La tecnologia adottata è stata sviluppata da ETT Solutions e distribuita nell’ambito del progetto Digitap, promosso dal Ministero dell'Ambiente e della Sicurezza Energetica e da ISPRA - Istituto Superiore per la Protezione e la Ricerca Ambientale. L’obiettivo è ambizioso: creare una rete nazionale di monitoraggio digitale che colleghi tutte le Aree Marine Protette italiane.
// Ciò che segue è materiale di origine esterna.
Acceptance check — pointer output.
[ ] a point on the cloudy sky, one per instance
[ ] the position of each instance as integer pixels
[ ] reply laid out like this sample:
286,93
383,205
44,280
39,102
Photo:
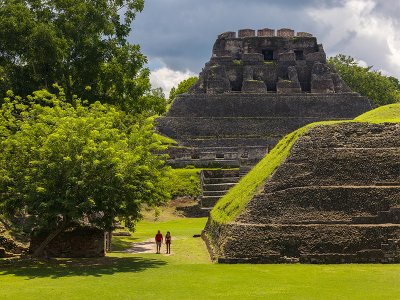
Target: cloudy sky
177,35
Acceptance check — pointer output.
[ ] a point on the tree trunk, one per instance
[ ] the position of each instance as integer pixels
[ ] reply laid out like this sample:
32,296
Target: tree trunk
39,251
109,237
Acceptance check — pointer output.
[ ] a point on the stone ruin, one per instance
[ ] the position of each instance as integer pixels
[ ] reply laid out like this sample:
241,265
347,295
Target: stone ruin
75,242
254,90
336,199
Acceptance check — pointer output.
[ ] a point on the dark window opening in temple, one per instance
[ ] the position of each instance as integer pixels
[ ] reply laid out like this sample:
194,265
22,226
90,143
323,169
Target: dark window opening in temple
220,155
271,86
299,54
236,87
268,54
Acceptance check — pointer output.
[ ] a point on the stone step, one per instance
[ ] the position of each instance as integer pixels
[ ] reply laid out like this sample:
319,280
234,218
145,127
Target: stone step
209,201
214,193
220,173
221,180
218,186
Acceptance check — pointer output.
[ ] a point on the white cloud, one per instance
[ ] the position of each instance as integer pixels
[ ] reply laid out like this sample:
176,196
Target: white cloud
355,29
167,78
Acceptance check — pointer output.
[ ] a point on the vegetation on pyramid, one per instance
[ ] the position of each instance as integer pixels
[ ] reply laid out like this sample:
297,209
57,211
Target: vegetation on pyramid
317,196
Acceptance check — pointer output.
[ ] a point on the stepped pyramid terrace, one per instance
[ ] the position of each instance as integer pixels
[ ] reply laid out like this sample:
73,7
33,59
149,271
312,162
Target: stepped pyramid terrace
328,193
256,88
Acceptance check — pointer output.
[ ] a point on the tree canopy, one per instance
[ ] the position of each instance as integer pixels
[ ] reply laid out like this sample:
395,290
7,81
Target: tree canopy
370,83
80,45
182,87
62,164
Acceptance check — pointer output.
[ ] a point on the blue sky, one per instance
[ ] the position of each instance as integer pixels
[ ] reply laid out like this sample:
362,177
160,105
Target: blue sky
177,35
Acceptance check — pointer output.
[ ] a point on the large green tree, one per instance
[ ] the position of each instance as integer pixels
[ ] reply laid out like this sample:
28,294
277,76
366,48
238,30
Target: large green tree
370,83
80,45
63,164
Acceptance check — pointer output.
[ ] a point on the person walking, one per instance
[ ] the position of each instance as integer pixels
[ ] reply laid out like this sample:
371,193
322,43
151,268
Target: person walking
159,239
168,239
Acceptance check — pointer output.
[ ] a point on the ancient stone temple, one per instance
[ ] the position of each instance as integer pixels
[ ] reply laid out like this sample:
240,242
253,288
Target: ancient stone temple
255,89
336,199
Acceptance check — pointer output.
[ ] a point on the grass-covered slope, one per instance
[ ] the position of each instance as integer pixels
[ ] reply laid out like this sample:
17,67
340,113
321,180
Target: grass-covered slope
384,114
233,203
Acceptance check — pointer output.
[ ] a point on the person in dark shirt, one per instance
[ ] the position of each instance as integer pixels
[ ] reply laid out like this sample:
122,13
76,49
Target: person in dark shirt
159,239
168,242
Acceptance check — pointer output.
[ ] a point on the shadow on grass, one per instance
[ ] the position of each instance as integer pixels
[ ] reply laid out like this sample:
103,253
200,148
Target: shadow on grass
56,268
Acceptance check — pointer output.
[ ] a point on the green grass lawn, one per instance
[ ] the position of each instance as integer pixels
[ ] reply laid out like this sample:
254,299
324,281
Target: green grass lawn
189,274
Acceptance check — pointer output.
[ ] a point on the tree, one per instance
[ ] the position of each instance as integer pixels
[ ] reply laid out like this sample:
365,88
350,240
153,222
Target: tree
183,87
62,164
80,45
370,83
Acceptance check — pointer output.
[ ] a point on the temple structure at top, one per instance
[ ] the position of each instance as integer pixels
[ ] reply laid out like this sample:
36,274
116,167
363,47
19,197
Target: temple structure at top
280,62
255,89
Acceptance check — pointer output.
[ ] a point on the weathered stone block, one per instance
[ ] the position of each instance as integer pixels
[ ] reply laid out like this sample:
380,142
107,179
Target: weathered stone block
246,33
3,253
266,32
304,34
254,86
285,32
76,242
288,87
287,56
227,35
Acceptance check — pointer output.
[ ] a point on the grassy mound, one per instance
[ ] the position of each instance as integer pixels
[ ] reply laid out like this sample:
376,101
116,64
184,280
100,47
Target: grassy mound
384,114
233,203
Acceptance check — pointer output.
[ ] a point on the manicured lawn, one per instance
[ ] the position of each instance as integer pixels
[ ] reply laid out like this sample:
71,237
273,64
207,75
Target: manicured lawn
189,274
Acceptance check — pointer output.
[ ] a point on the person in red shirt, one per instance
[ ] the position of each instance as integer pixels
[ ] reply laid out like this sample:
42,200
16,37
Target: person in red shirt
168,239
159,239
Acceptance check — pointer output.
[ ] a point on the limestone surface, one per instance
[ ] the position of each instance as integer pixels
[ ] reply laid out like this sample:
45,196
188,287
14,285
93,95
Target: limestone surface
256,88
336,199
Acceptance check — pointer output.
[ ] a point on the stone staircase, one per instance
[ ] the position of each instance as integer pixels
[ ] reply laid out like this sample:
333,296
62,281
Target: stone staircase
215,184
Con questa installazione, Miramare entra ufficialmente in un sistema integrato che permetterà all’ente gestore e alla comunità scientifica di disporre di dati aggiornati e sempre più precisi. Informazioni preziose per studiare il mare, comprenderne le trasformazioni e intervenire in modo tempestivo di fronte alle sfide ambientali. Una sentinella silenziosa, dunque, ma fondamentale: perché conoscere il mare, oggi più che mai, significa proteggerlo.